Koteka ini terbuat berasal dari kulit labu air atau Lagenaria siceraria yang dijemur. Labu air dipilih sebab teksturnya lebih keras agar bisa lebih awet dibandingkan dengan labu air muda.

Koteka miliki bentuk selongsong yang memanjang di anggota depannya dan dikaitkan di pinggang hingga mengarah ke atas.

Ukuran dan bentuk koteka itu mengenai dengan standing pemakainya. Semakin tinggi kedudukan seorang laki – laki terhadap adatnya maka semakin besar pula ukuran koteka yang mereka gunakan.

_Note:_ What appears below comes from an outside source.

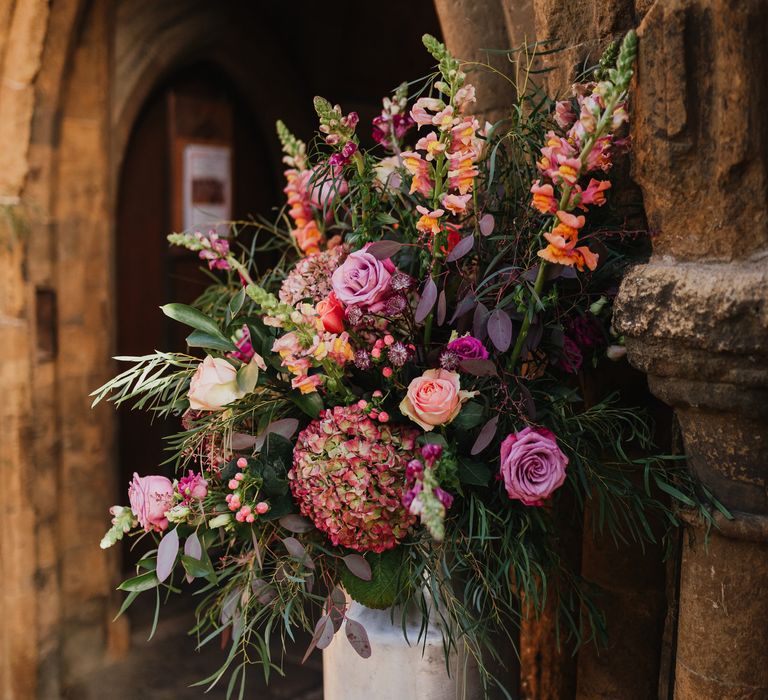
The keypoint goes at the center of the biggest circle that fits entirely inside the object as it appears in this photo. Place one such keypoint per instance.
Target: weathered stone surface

Koteka berasal dari tiap-tiap suku di Papua berbeda. Suku Tiom biasanya memakai dua labu namun suku Yali menyukai bentuk labu yang panjang.

Biasanya pemakaian koteka juga ditunjang dengan beragam macam dekorasi untuk kepala dan hiasan terhadap wajah.

Masyarakat Papua juga kerap menggunakan cincin, gelang, kalung, hingga rumbai-rumbai yang dipasang di pergelangan kaki dan tangan sebagai hiasan.

Untuk pria ditambah dengan bawaan perisai dan tombak yang semakin menaikkan aroma kejantanan.

Dan untuk wanita ditambah dengan laksanakan riasan terhadap wajah dan memakai pemerah bibir yang berasal berasal dari buah merah.

Koteka yang panjang dengan hiasan – hiasan dipakai pas upacara adat. Sedangkan untuk bekerja atau aktivitas sehari – hari cuma menggunakan koteka yang pendek.

Namun sejalan pertumbuhan jaman, koteka ini sudah tidak dipakai didalam kehidupan sehari – hari. Kalaupun ada, koteka cuma diperjualbelikan sebagai cendramata atau oleh – oleh.

2. Rok Rumbai, Pakaian Adat Perempuan

Berbeda dengan laki – laki Papua yang menggunakan koteka, para perempuan Papua menggunakan rok rumbai untuk menutupi kemaluannya.

Rok rumbai merupakan keliru satu pakaian rutinitas berasal dari Papua yang berbentuk rok dan terbuat berasal dari lapisan daun sagu kering.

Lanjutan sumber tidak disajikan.